I often contribute to StackExchange websites, mainly to the Webmasters StackExchange as SEO is the main topic there.

I plan to go over all of my (successful) answers on the Stack Exchange website and dive deeper in my blog.

Table of Contents

  1. Should I use a canonical tag when only 50% of the content is duplicated?
  2. Understanding the W3C spec and blockquote
  3. The decision making process in using canonical urls
  4. Unique content =/= uniquely written content

ChristianSch asked the following question on the Webmasters StackExchange:

Should I use a canonical tag when only 50% of the content is duplicated?

Christian's problem is a common one with large scale data-driven websites regarding just what to do with partial duplicate content.

Sometimes blocks of content have a 'home base' - the main source of the content to provide information to a user. However this content is useful when used elsewhere on the website when aggregated into a more functional form.

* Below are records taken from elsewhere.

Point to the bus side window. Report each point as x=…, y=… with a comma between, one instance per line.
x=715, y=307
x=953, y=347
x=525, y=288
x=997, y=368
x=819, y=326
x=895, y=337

In Christian's case, this is a city guide website covering bars, restaurants and clubs. Christian uses the description from the venue's home website.

Because the venue page contains only partial content, he wonders just if a cross-domain canonical tag would be appropriate for this?

Understanding the W3C spec and blockquote

Fortunately this is not the first time in the history of the universe attribution has occured.

The W3C spec for HTML specifically designed for this use case with the <blockquote> tag.

For extracted content from a source, use this HTML:

<blockquote cite="http://venue-website/venue-description-page" title="Published title, author, date">
Your extracted content

The cite attribute for blockquote content was designed specifically for this use case in the DOM.

Google wouldn't be doing their job properly if they didn't respect the intent of W3C.

There is a very similar answer that highlights the use of blockquote for SEO purposes: Does Blockquote help or harm SEO

Of course the use of other content and ranking a page with borrowed content is very subjective and will be discussed hours on end within SEO circles.

The decision making process in using canonical urls

The choice on whether or not to use the canonical url depends on whether you want to attract organic traffic for example.com/target-url - and more importantly what kind of traffic.

If Christian was trying to compete for the brand name of the bar or venue, he should re-evaluate his content and out of courtesy place a canonical link to the content source.

But he isn't.

bar name review is a perfectly valid search intent to compete for and validates the existence of the page as unique content designed to serve the user.

There are many pages on the internet that do indeed attract organic traffic that use almost exclusively borrowed content. Lists, resource pages and reviews are great examples of this because they primarily serve the search intent.

Unique content does not necessarily mean uniquely written content.

This mind set comes from SEO practices when attempting to scale by reusing the same resources but trying to game search engines that each piece of content was indeed uniquely written.

Offering additional value to existing content such as criticism, analysis, insights or context would be the best way to justify the purpose of partial duplicate content.

The only canonical link Christian should have on his web pages are the ones for his permanent urls.